Each Non-Employee Director may elect to receive his or her Inaugural Equity Award in the form of stock options, deferred stock units or restricted stock units. The Non-Employee Director must file his or her election with respect to the form of equity award with the Corporation before the later of the Effective Date or the date he or she becomes a Non-Employee Director, as applicable. The Inaugural Equity Awards granted pursuant to this Section 1(c) will be subject to the terms and conditions (including vesting and settlement by issuance of shares of the Corporation’s common stock) as shall be determined by the Board in its sole discretion; provided that unless otherwise provided by the Board, each Inaugural Equity Award will vest over a period of three years from the applicable grant date.

(d) Exercisability after a Termination of Affiliation. Annual Equity Awards and Inaugural Equity Awards granted to a Non-Employee Director in the form of options to purchase shares of the Corporation’s common stock shall be exercisable from and after a Termination of Affiliation as follows: 

(i) If a Termination of Affiliation occurs by reason of death or Disability of such Non-Employee Director, such options may be exercised, to the extent exercisable on the date of such termination, by the Non-Employee Director or their legal representative or legatee for a period of 12 months from the date of such Termination of Affiliation or until the applicable expiration date of the Annual Equity Award or Inaugural Equity Award, if earlier.

(ii) If a Termination of Affiliation occurs for any reason other than death or Disability of such Non-Employee Director, such options may be exercised, to the extent exercisable on the date of such termination, until the later of (x) 90 days after the date of such Termination of Affiliation and (y) the third anniversary of the applicable grant date; provided, however, that in no event shall such options be exercisable after the applicable expiration date of the Annual Equity Award or Inaugural Equity Award. 
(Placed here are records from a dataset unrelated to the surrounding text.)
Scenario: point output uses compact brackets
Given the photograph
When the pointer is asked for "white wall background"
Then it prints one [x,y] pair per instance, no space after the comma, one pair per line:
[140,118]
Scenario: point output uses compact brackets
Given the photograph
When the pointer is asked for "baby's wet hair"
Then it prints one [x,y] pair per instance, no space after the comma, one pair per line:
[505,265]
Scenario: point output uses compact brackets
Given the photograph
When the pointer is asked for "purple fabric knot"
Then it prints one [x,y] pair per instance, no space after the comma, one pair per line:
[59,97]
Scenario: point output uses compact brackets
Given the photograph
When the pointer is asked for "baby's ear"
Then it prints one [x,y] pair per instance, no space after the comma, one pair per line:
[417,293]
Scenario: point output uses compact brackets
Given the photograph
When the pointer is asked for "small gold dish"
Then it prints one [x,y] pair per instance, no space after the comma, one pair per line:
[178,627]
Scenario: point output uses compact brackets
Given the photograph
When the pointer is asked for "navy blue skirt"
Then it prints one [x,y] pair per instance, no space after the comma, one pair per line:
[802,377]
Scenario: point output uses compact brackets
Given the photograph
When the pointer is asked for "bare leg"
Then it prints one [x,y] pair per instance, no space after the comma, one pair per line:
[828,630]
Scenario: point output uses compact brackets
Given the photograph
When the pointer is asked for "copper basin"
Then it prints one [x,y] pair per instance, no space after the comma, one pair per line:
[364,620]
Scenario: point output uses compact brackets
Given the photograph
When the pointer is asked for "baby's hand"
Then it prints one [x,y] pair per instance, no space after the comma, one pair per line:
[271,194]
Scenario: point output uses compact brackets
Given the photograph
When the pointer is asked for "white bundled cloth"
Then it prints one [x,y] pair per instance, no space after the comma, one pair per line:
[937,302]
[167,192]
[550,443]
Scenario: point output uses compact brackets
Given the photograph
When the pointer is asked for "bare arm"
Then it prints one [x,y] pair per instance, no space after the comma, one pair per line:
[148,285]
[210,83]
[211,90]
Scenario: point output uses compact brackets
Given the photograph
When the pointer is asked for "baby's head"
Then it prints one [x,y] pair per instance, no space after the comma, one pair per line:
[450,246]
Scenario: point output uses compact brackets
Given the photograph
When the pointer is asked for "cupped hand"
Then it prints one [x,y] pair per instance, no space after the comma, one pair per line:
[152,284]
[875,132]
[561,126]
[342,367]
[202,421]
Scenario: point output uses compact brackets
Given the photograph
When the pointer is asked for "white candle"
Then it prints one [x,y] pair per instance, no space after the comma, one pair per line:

(e) Change of Control. In the event of a Change in Control, (i) all cash compensation payable to each Non-Employee Director pursuant to this Policy, including any and all such fees that would become due and payable during a calendar quarter in which the Change in Control occurs (as if the Non-Employee Director’s service to the Corporation as a director had continued until the end of such quarter), shall be promptly paid to each Non-Employee Director no later than five days following the Change in Control and (ii) each unvested Annual Equity Award and Inaugural Equity Award then outstanding shall become fully vested upon the Change in Control.

(f) Optional Deferred Settlement for Black-out Periods. Notwithstanding anything to the contrary in this Policy, if the settlement date for any Annual Equity Award or Inaugural Equity Award made in the form of deferred stock units or restricted stock units would occur within any Black-out Period (as defined in the Corporation’s Insider Trading Policy) applicable to the Non-Employee Director, then, upon the written election of the Non-Employee Director received by the Corporation prior to the original settlement date for such deferred stock units or restricted stock units, such shares will be issued in settlement of such units on the first business day following the expiration of such Black-out Period but not later than March 15 of the calendar year following the calendar year in which the restricted stock units become fully vested or December 31 of the calendar year in which the deferred stock units otherwise settle.  

Section 2.   Miscellaneous. 

(a) No Right to Continue as a Director. Neither this Policy, nor the payment of any compensation hereunder, shall constitute or be evidence of any agreement or understanding, express or implied, that the Corporation will retain any participant as a member of the Board for any period of time.

(b) Administration, Amendment and Termination. This Policy shall be administered by the Board, whose construction and determinations shall be final. This Policy may be amended, modified or terminated by the Board at any time.